Der Athletenwinkel: Markenwert ist nicht dasselbe wie Teamkapital Meketa
beschreibt die wachsende Präsenz von Private Equity als Teil eines breiteren Sportökosystems. Das ist die höfliche Art zu sagen, dass sich mehr Finanzakteure rund um Ligen, Teams und verwandte Vermögenswerte positionieren. Die Beteiligung von Athletinnen und Athleten kann in diesem Ökosystem wertvoll sein, sollte aber nicht mit Spielerermächtigung per Pressemitteilung verwechselt werden. Eine persönliche Marke kann helfen, einen Deal zu finden oder einen Fonds zu vermarkten. Sie kontrolliert aber nicht von selbst die Marke, die Franchise oder den Cashflow aus Medienrechten. Der bessere Athletendeal ist nicht immer die lauteste Ankündigung. Ein kleiner, sauber strukturierter Anteil mit klarer wirtschaftlicher Logik kann besser sein als ein auffälliger Beratungstitel, der an Gebühren und wenig spätere Beteiligung geknüpft ist. Wenn die Athletin oder der Athlet hauptsächlich mit Sichtbarkeit bezahlt wird, gehört die Wertsteigerung jemand anderem. Wenn die Athletin oder der Athlet Kapital einbringt, lautet die Frage, ob die Struktur sie wie Investoren behandelt oder wie einen berühmten Vertriebskanal.

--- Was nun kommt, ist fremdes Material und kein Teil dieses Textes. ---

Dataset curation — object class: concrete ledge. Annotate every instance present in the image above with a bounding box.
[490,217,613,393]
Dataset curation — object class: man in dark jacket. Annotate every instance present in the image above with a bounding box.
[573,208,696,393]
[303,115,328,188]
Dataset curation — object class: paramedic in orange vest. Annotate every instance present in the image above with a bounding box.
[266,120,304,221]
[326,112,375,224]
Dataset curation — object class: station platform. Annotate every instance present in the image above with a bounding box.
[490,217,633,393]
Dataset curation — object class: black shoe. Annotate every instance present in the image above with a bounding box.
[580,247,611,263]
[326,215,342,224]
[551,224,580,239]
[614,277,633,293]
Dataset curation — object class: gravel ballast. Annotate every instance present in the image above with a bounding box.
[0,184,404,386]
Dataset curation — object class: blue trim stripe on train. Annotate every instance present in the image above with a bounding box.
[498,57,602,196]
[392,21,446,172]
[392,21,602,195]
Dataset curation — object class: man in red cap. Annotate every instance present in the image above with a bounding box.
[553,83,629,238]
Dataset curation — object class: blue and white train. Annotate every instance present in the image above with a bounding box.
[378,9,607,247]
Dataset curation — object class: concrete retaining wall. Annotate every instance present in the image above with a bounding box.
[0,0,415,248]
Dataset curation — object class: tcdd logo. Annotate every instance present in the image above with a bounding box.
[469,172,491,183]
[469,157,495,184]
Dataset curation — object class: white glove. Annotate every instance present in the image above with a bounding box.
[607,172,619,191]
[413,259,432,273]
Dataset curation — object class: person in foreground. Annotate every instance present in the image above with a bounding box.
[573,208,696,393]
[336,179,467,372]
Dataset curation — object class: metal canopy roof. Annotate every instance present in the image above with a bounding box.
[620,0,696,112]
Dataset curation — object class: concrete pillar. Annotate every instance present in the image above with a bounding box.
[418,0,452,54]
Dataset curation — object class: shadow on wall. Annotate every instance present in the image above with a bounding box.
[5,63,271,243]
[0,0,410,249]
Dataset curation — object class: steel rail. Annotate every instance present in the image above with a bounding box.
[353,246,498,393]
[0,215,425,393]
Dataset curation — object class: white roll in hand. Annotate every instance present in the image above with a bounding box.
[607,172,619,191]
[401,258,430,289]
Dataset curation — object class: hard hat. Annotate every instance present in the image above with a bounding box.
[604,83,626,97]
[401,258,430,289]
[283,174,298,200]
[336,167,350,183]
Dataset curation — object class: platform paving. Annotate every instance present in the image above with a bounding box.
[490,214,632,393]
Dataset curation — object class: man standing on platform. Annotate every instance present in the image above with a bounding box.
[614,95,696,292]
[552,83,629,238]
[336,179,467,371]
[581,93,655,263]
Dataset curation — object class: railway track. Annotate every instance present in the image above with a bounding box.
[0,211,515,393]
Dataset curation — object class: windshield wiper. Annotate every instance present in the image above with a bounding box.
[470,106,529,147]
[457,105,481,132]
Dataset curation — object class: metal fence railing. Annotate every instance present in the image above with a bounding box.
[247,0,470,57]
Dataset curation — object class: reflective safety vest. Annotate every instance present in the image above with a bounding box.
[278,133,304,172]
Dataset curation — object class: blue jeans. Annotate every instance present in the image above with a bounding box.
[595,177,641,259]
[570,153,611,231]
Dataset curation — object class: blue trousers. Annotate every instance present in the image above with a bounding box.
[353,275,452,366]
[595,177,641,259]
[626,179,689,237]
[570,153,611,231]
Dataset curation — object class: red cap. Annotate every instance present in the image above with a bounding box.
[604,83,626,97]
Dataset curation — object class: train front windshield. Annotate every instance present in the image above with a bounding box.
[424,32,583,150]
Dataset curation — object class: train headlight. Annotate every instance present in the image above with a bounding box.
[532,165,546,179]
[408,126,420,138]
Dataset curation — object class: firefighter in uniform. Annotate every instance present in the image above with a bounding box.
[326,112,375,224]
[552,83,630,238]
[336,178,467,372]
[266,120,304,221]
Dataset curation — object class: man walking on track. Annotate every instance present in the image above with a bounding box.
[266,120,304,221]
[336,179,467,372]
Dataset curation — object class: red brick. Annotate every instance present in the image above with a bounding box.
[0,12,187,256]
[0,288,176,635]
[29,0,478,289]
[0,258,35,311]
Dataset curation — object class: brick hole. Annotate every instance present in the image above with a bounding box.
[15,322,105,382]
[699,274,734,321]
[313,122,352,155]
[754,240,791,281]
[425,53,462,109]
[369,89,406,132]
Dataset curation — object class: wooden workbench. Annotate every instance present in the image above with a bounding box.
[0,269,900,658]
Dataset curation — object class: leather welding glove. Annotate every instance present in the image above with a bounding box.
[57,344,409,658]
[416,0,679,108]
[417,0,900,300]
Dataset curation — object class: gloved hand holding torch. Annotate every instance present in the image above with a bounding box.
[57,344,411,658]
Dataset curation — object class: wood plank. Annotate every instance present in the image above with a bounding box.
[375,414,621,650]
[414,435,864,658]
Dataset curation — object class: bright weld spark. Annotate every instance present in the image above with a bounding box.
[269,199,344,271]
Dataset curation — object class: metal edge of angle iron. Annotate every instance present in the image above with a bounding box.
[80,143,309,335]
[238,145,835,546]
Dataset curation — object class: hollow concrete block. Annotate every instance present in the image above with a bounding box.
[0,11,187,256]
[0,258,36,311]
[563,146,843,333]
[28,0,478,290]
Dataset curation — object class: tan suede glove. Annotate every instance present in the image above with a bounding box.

Worauf man als Nächstes achten sollte Die nächste Phase ist nicht nur mehr
Private Equity in Teams. Es geht darum, wie Ligen Eigentümerliquidität, Fondszugang und Athletenbeteiligung ausbalancieren, ohne Minderheitseigentum in ein Branding-Kostüm zu verwandeln. Achten Sie auf Offenlegung zur Größe des Anteils, zu Fondsgebühren, Stimmrechten, Übertragungsbeschränkungen und dazu, ob Athletinnen und Athleten direkte Beteiligungen erhalten oder nur eine Rolle in der Nähe der Beteiligung. Das Geld fließt in kleinere Stücke größerer Vermögenswerte. Leserinnen und Leser sollten dem Anteil folgen, nicht dem Fototermin.